Hypothesizing that self-medication of anxiety with alcohol is associated with the subsequent occurrence and persistence of alcohol dependence, we assessed these associations using data from the National Epidemiologic Survey on Alcohol and Related Conditions, and examined these associations within population subgroups. This nationally representative survey of the US population included 43,093 adults surveyed in 2001–2002, and 34,653 reinterviewed in 2004–2005. Logistic regression incorporating propensity score methods was used.
Reports of drinking to self-medicate anxiety was associated with the subsequent occurrence (adjusted odds ratio (AOR) = 5.71, 95% confidence interval (CI) = 3.56–9.18, P < .001) and persistence (AOR = 6.25, CI = 3.24–12.05, P < .001) of alcohol dependence.

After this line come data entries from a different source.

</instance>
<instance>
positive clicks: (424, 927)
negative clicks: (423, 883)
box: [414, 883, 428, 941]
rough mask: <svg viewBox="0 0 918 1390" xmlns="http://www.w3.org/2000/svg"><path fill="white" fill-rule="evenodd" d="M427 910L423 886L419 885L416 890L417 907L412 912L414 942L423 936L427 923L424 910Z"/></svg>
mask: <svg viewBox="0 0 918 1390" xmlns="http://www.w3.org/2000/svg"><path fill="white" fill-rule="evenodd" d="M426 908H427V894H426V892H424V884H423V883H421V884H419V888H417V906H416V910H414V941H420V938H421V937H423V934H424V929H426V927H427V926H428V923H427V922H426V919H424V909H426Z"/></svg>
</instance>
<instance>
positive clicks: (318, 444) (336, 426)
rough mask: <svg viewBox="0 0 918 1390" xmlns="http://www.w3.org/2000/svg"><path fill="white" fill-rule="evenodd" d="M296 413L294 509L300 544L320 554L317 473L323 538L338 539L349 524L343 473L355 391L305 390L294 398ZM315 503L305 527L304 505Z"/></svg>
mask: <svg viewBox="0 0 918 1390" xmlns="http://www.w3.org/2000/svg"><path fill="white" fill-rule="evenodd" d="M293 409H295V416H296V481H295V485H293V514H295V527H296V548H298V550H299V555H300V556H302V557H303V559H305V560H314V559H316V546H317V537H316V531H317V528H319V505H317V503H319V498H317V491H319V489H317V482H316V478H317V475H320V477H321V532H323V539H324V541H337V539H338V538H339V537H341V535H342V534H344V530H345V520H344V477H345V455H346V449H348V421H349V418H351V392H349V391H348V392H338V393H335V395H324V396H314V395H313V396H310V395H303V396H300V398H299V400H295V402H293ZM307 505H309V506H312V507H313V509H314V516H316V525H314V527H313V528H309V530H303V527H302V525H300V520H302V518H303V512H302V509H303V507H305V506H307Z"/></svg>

The estimated proportions of the dependence cases attributable to self-medication drinking were 12.7 and 33.4% for incident and persistent dependence, respectively. Stratified analyses by age, sex, race-ethnicity, anxiety disorders and subthreshold anxiety symptoms, quantity of alcohol consumption, history of treatment, and family history of alcoholism showed few subgroup differences.
Individuals who report drinking to self-medicate anxiety are more likely to develop alcohol dependence, and the dependence is more likely to persist. There is little evidence for interaction by the population subgroups assessed. Self-medication drinking may be a useful target for prevention and intervention efforts aimed at reducing the occurrence of alcohol dependence.